At Vimeo, on the transcoding team, we work a lot with Go, and a lot with C, for various tasks such as media ingest. This means we use CGO quite extensively, and consequently, have run into bits that are perhaps not very well documented, if at all. Below is my effort to document some of the problems we've run into, and how we fixed or worked around them.

Many of these are obviously wrong in retrospect, but hindsight is 20/20, and these problems do exist in many codebases currently.

Some are definitely ugly, and I much welcome better solutions! Tweet me at @daemon404 if you have any, or have your own CGO story/tips, please! I'd love to learn of them.

Table of Contents

  1. Problems & Solutions
  2. Debugging Tips
  3. Further Reading

1. Problems & Solutions

Below are some problems we have hit, and how we "solved" them.

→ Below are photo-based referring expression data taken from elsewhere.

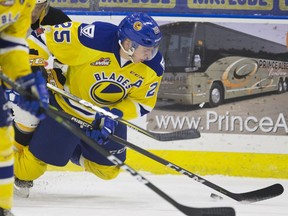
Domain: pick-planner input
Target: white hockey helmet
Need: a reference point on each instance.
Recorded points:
(41, 1)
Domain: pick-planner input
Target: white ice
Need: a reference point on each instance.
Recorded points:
(81, 193)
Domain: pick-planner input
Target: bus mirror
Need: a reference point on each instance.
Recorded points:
(197, 61)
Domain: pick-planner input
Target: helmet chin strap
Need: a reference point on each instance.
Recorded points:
(130, 52)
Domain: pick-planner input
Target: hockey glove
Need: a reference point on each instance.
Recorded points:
(106, 126)
(36, 84)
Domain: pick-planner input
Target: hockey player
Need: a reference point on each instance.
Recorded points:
(43, 14)
(14, 61)
(116, 67)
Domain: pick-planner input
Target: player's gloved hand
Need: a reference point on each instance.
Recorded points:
(36, 84)
(106, 126)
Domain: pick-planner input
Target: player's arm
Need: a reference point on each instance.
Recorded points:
(14, 47)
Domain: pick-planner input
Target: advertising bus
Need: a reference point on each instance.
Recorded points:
(208, 63)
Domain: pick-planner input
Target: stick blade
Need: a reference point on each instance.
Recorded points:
(213, 211)
(178, 135)
(261, 194)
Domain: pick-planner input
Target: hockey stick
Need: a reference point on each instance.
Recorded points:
(213, 211)
(177, 135)
(247, 197)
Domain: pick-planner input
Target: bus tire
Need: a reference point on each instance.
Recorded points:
(216, 95)
(280, 86)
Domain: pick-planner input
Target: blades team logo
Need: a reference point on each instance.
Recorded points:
(88, 31)
(107, 92)
(101, 62)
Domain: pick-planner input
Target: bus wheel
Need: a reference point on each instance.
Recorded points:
(280, 86)
(216, 95)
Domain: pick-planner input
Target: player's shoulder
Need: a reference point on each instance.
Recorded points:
(98, 35)
(157, 64)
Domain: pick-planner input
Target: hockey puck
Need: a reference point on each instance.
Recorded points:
(215, 196)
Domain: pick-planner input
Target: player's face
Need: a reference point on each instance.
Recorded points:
(37, 11)
(142, 53)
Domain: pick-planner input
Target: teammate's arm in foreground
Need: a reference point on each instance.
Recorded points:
(117, 67)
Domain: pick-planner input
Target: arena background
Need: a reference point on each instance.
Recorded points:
(259, 153)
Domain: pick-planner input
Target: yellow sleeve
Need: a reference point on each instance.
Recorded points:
(14, 60)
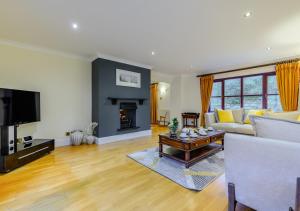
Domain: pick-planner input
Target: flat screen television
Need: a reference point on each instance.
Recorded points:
(19, 107)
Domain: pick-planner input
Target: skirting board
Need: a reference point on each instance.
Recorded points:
(110, 139)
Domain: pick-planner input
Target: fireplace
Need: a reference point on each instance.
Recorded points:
(127, 116)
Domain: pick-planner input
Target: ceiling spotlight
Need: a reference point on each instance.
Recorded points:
(247, 14)
(74, 25)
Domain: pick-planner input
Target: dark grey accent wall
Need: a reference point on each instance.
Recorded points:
(104, 86)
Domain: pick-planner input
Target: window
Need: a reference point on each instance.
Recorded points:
(216, 100)
(273, 100)
(249, 92)
(253, 92)
(232, 93)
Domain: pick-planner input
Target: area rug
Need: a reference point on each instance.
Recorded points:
(197, 177)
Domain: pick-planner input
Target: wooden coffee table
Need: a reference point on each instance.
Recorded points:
(191, 150)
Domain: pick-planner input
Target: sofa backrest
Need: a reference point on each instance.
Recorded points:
(264, 171)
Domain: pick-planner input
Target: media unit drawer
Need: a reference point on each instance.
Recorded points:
(27, 155)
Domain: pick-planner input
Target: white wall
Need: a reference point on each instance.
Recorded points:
(184, 93)
(64, 84)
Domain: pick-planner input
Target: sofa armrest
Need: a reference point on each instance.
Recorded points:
(262, 170)
(209, 119)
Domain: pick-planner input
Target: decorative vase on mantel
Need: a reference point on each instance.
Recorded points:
(173, 126)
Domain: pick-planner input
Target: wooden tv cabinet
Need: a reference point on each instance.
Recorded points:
(26, 153)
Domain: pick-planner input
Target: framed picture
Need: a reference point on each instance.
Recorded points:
(128, 78)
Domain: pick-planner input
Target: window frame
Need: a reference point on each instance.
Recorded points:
(264, 94)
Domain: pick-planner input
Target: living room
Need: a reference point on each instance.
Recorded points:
(161, 105)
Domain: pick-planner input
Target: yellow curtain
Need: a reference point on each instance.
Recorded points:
(288, 78)
(153, 100)
(206, 85)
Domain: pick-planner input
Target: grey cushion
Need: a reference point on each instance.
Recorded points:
(238, 115)
(293, 115)
(266, 127)
(234, 128)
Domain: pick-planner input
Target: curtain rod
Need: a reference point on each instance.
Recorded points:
(251, 67)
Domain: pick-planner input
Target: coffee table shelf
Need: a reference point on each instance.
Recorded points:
(189, 151)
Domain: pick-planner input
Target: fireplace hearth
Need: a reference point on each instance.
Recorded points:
(127, 116)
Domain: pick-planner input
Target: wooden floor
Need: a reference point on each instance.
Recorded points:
(102, 178)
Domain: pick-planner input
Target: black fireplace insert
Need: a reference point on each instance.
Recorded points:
(128, 116)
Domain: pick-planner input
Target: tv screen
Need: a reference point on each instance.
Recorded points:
(19, 107)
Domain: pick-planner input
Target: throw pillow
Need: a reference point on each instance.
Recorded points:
(216, 115)
(253, 112)
(238, 115)
(225, 116)
(266, 127)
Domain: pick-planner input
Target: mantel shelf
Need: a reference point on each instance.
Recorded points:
(114, 100)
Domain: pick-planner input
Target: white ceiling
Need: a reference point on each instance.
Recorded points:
(188, 36)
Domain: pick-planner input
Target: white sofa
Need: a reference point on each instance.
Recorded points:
(210, 121)
(247, 129)
(264, 171)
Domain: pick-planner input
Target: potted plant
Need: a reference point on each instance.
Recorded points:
(173, 126)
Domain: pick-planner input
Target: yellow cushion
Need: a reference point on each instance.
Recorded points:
(225, 116)
(260, 112)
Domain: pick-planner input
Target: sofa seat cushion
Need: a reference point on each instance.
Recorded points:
(266, 127)
(234, 128)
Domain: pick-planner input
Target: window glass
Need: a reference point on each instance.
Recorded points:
(274, 103)
(253, 85)
(272, 85)
(216, 102)
(233, 87)
(217, 89)
(253, 102)
(232, 102)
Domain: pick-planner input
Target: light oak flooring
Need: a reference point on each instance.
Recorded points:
(102, 178)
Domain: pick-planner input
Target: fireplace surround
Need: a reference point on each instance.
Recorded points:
(127, 116)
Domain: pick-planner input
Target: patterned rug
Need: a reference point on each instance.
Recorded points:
(197, 177)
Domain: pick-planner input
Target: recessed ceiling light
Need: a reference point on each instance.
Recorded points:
(74, 25)
(247, 14)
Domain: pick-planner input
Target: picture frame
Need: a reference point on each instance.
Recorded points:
(128, 78)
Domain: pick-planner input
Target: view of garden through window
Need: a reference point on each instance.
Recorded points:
(247, 92)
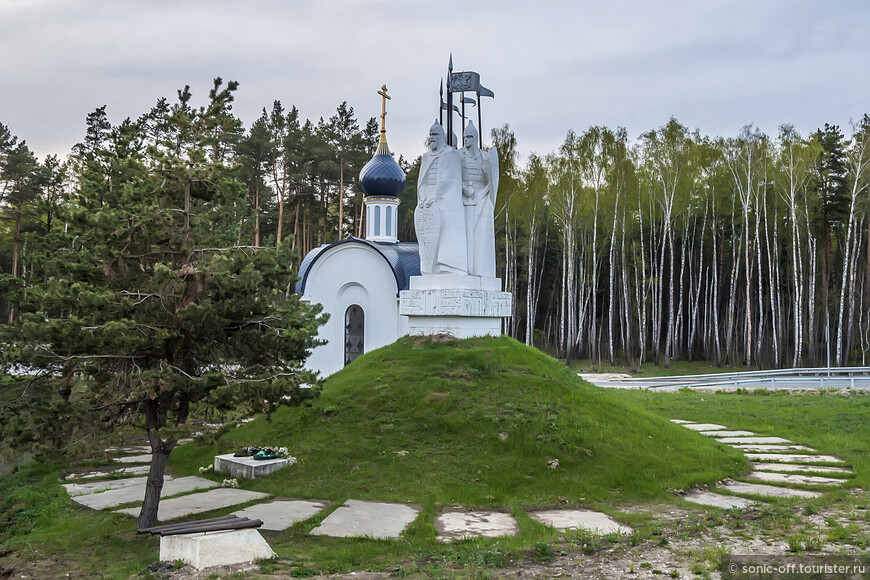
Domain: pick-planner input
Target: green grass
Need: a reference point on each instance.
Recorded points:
(475, 423)
(470, 424)
(447, 405)
(47, 533)
(650, 370)
(835, 423)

Lifetimes of Go-allocated Variables

This is one of those problems that will cause non-deterministic behavior and weird runtime crashes. Prior to the addition of concurrent GC in Go 1.5, we, and many others got away with passing Go-allocated variables into C, and keeping them around, perhaps for use in a callback, e.g.:

// #include <myheader.h>
import "C"

func myInit() {
    var myContext C.contextType
    var stashedThing C.stashType

    // Stashes a pointer to stashedThing in some private 
    // internal struct, for later use.
    C.init(&myContext, &stashedThing)

    // Stuff happens here

    // Probably runs fine in 1.4, but has a non-deterministic
    // stack-bounds panic in 1.5.
    C.process(&myContext)

    // ...
}

Now, the lifetimes of Go-allocated variables, and the behavior when passing into C-land is entirely undocumented. With stop-the-world GC in 1.4, this mostly worked fine, since GC would not run between the C calls. However, in 1.5, with the addition of concurrent GC, it may run in the background between the two C calls, and the address of stashedThing may change, leaving to an invalid memory access in the second C call.

The solution here is obviously to allocate stashedThing with C.calloc (calloc rather than malloc here in order to maintain the zeroed property that Go guarantees).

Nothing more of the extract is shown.